Come lo stesso Giorgi mi fa notare, si potrebbe sviluppare un maggiore legame con le attività ricettive e produttive rappresentative delle tipicità del territorio, puntando anche alla creazione di un ‘marchio’ condiviso e riconoscibile (Antiche Terre Suasane) che incentivi, mediante un sistema di convenzioni e di agevolazioni turistiche, la scelta di questo bel territorio da parte di un più ampio numero di visitatori. Anche le strutture del Parco potrebbero essere migliorate: ad esempio il bel casolare presente sul sito potrebbe garantire un’attività di ristorazione e di pernottamento. Sono urgenti, inoltre, misure di messa in sicurezza, a partire da un nuovo sistema di drenaggio per impedire che il fango torni a seppellire l’area. E, infine, anche la comunicazione potrebbe essere migliorata, sia quella relativa ai pannelli e agli altri apparati didattici presenti sul sito, sia il sito web, le pagine facebook, ecc., senza trascurare i rapporti con la stampa locale e nazionale e i collegamenti con le strutture ricettive e gli uffici turistici presenti sulla costa.

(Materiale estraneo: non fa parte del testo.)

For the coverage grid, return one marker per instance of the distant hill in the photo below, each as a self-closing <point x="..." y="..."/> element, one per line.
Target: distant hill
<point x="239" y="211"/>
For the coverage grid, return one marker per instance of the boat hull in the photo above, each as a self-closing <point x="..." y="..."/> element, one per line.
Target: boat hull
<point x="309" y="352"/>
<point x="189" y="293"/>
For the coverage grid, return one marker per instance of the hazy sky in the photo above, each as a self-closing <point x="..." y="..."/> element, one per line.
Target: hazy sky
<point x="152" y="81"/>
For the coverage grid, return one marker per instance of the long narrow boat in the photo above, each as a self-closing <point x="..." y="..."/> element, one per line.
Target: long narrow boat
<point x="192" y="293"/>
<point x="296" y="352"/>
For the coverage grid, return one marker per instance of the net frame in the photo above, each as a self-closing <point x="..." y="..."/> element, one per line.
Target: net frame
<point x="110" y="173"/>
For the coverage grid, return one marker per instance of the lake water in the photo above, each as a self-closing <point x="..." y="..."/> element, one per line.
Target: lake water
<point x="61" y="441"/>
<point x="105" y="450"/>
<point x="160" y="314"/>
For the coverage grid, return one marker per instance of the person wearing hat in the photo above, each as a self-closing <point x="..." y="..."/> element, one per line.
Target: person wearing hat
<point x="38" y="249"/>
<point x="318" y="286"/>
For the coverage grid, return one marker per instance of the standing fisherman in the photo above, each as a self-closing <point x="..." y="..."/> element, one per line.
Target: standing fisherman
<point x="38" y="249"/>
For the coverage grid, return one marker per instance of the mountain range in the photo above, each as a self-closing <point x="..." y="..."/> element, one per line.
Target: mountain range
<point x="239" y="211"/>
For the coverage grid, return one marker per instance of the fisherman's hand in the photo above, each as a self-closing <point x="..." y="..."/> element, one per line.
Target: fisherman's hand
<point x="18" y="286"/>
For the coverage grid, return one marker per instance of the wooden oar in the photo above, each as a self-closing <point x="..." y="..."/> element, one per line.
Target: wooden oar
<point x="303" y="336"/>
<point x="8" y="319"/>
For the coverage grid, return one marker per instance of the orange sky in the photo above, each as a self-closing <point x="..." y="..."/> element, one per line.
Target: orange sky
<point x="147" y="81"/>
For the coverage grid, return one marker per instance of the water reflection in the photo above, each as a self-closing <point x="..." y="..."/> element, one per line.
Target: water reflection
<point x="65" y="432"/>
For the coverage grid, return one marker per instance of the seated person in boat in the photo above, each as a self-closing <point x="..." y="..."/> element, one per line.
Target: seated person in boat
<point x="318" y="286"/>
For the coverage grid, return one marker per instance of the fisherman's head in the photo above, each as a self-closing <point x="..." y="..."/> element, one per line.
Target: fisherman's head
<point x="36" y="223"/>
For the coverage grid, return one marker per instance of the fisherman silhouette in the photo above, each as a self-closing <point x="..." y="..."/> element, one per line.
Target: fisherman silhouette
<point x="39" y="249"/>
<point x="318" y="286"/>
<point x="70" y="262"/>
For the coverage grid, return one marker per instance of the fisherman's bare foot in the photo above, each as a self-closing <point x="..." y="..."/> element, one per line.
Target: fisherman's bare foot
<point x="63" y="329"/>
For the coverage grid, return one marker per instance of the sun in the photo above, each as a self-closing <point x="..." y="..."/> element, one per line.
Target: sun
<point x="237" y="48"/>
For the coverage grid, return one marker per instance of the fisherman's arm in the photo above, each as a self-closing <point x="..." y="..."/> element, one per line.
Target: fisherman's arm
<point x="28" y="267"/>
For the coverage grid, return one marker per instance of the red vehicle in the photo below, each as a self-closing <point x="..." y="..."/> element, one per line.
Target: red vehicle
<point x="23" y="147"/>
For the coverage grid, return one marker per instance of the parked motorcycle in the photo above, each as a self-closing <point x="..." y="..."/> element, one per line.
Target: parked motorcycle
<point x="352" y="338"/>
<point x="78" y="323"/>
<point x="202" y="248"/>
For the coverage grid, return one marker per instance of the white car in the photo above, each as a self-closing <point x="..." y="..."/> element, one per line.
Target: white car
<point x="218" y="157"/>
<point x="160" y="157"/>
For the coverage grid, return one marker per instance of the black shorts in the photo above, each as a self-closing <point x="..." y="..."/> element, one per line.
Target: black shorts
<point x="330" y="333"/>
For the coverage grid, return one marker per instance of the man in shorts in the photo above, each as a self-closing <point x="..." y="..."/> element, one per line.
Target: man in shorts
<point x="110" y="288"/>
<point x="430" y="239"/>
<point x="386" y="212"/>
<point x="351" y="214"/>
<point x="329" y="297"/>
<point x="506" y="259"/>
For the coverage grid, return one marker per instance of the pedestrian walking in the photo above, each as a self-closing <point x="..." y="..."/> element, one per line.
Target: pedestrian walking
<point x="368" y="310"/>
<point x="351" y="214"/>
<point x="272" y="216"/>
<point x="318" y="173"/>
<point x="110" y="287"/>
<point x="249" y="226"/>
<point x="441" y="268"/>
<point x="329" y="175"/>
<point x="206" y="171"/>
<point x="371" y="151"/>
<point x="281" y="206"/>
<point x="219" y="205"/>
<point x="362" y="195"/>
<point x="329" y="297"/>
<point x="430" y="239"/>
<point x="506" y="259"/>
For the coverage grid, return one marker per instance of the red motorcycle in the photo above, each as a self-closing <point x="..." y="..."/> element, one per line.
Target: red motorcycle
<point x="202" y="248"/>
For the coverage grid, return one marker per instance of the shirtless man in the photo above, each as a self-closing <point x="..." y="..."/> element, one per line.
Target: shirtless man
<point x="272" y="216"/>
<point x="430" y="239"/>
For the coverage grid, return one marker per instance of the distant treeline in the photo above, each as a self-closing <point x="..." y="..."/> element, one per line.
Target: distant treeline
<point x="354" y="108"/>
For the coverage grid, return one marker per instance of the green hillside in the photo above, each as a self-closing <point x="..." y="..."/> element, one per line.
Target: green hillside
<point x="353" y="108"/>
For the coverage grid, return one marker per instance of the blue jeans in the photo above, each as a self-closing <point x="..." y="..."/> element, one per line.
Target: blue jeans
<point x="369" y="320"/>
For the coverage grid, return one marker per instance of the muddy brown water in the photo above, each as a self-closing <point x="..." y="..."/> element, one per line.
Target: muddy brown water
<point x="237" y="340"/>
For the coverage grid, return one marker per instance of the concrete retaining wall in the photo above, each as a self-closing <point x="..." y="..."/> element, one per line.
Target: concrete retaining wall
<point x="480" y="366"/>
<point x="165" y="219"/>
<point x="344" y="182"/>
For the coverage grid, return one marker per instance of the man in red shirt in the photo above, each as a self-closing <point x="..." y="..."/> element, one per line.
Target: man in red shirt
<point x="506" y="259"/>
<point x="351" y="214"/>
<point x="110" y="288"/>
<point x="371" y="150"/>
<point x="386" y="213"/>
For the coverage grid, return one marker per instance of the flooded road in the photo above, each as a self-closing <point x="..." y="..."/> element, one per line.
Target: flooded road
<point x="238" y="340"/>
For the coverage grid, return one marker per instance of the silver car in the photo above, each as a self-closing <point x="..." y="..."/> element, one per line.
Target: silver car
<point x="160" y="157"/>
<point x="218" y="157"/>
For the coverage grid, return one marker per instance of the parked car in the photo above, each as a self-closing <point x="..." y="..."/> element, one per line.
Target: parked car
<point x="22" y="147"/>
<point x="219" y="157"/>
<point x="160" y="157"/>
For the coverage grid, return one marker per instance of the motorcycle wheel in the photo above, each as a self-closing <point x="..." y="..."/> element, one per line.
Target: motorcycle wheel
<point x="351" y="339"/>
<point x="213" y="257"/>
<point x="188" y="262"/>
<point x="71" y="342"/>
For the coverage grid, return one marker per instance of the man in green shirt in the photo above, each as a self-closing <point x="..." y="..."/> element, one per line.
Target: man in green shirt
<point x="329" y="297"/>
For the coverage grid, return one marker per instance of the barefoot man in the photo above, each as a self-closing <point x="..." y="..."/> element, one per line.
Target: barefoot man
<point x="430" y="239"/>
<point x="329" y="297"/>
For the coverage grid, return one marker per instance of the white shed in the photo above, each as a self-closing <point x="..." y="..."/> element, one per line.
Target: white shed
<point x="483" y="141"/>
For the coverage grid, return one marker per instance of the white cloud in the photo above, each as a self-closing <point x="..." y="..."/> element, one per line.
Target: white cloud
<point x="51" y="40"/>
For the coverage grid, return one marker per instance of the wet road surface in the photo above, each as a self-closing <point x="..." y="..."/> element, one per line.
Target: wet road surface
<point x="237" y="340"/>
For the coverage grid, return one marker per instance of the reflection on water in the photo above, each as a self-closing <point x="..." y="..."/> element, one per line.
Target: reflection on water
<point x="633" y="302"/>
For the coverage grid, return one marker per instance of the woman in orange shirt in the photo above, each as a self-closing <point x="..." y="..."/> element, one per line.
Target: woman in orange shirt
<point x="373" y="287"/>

C’è da essere fiduciosi. Sono certo che archeologi così determinati e così legati a questi paesaggi, istituzioni capaci di collaborare in maniera così armonica e una comunità che ha saputo reagire così decisamente a ben due calamità atmosferiche che sembravano voler porre fine ad un sogno, rappresentano un modello e sapranno certamente garantire uno sviluppo di qualità a Suasa e all’intero territorio.